Dr. Judith Walkowitz has had a distinguished career combining cultural, social and political histories from a feminist perspective. After receiving her Doctoral Degree from the University of Rochester, she taught at Rutgers University for the first half of her academic career and then for many years at Johns Hopkins University in Baltimore. She was Director of Women’s Studies at Johns Hopkins for a number of years. She has received many academic honors and awards including National Endowment for the Humanities, Guggenheim, and American Council of Learned Societies Fellowships. She spent a year at the Institute for Advanced Study at Princeton, and another year at The Center for Advanced Study in the Behavioral Sciences at Stanford. She has published a number of books including: Nights Out: Life in Cosmopolitan London (2012); City of Dreadful Delight: Narratives of Sexual Danger in Late Victorian London (1992); Prostitution and Victorian Society: Women, Class and the State (2009); and has co-edited Sex and Class in Women’s History: Essays for Feminist Studies(1983). She has published numerous articles and book chapters and presented many papers and lectures in the United States, Great Britain, and other countries. She has also held important leadership positions in various academic endeavors including President of The Berkshire Conference of Women Historians and Chair of The Committee on Women Historians of the American Historical Association.

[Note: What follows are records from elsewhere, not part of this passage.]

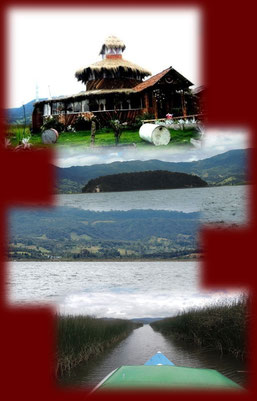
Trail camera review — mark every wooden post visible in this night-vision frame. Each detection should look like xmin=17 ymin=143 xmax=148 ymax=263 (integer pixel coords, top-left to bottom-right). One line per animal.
xmin=181 ymin=90 xmax=187 ymax=117
xmin=91 ymin=120 xmax=96 ymax=146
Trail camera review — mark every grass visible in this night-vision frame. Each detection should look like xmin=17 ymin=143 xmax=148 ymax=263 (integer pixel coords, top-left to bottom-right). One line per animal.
xmin=7 ymin=125 xmax=198 ymax=147
xmin=56 ymin=316 xmax=138 ymax=376
xmin=151 ymin=297 xmax=248 ymax=359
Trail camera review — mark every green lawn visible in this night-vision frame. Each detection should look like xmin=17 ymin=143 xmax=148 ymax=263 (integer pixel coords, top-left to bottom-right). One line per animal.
xmin=7 ymin=126 xmax=198 ymax=146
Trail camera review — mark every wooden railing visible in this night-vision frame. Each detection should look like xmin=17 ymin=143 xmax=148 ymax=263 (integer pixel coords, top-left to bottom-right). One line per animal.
xmin=142 ymin=114 xmax=205 ymax=123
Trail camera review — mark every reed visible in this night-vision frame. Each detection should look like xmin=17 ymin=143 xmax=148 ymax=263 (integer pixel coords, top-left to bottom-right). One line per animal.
xmin=56 ymin=316 xmax=136 ymax=376
xmin=151 ymin=297 xmax=249 ymax=359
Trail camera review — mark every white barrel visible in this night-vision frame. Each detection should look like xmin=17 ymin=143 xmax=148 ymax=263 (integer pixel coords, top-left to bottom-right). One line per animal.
xmin=41 ymin=128 xmax=59 ymax=144
xmin=139 ymin=123 xmax=170 ymax=146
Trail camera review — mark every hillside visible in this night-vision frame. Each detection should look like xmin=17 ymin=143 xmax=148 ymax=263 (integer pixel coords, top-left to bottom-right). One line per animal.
xmin=9 ymin=207 xmax=200 ymax=260
xmin=82 ymin=170 xmax=208 ymax=192
xmin=56 ymin=149 xmax=249 ymax=193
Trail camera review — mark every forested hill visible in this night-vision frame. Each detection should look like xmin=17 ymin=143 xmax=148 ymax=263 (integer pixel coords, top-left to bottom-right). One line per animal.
xmin=56 ymin=149 xmax=249 ymax=193
xmin=9 ymin=207 xmax=200 ymax=260
xmin=82 ymin=170 xmax=208 ymax=192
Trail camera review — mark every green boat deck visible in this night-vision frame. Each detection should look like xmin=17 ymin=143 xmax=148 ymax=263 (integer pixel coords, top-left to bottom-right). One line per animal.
xmin=99 ymin=365 xmax=242 ymax=390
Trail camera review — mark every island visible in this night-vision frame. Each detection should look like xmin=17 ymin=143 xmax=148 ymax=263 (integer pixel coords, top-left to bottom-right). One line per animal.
xmin=82 ymin=170 xmax=208 ymax=193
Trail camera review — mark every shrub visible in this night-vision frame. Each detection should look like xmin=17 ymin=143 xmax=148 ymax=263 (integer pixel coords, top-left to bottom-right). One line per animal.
xmin=41 ymin=116 xmax=65 ymax=132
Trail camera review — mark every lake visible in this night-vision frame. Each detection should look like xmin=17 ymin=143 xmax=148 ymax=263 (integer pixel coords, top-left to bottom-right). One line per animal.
xmin=8 ymin=261 xmax=240 ymax=318
xmin=56 ymin=185 xmax=250 ymax=224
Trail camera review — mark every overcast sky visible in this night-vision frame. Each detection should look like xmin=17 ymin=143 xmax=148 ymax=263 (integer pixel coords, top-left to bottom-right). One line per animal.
xmin=55 ymin=128 xmax=250 ymax=167
xmin=7 ymin=7 xmax=201 ymax=107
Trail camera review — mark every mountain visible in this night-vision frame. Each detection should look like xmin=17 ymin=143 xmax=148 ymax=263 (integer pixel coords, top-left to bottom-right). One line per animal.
xmin=6 ymin=99 xmax=45 ymax=124
xmin=9 ymin=207 xmax=200 ymax=260
xmin=55 ymin=149 xmax=250 ymax=193
xmin=82 ymin=170 xmax=208 ymax=192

The Estelle Feinstein Memorial Lecture is an annual lecture in memory of Dr. Estelle Feinstein, a beloved teacher, mentor, scholar, colleague and friend at UConn Stamford from 1957-1989, where she founded the History and Political Science Departments. Her specialty was American History and the Urban History of The United States. (She published highly regarded books on the city of Stamford.)
The Estelle Feinstein Memorial Lecture is co-sponsored by UConn/Stamford (and within the Stamford Campus by the History Department and the Women, Gender, and Sexuality Studies Program), The Jewish Historical Society of Fairfield County, and the Stamford Historical Society.
UConn/Stamford is located at 1 University Place, Stamford. Admission to the event is free and open to everyone.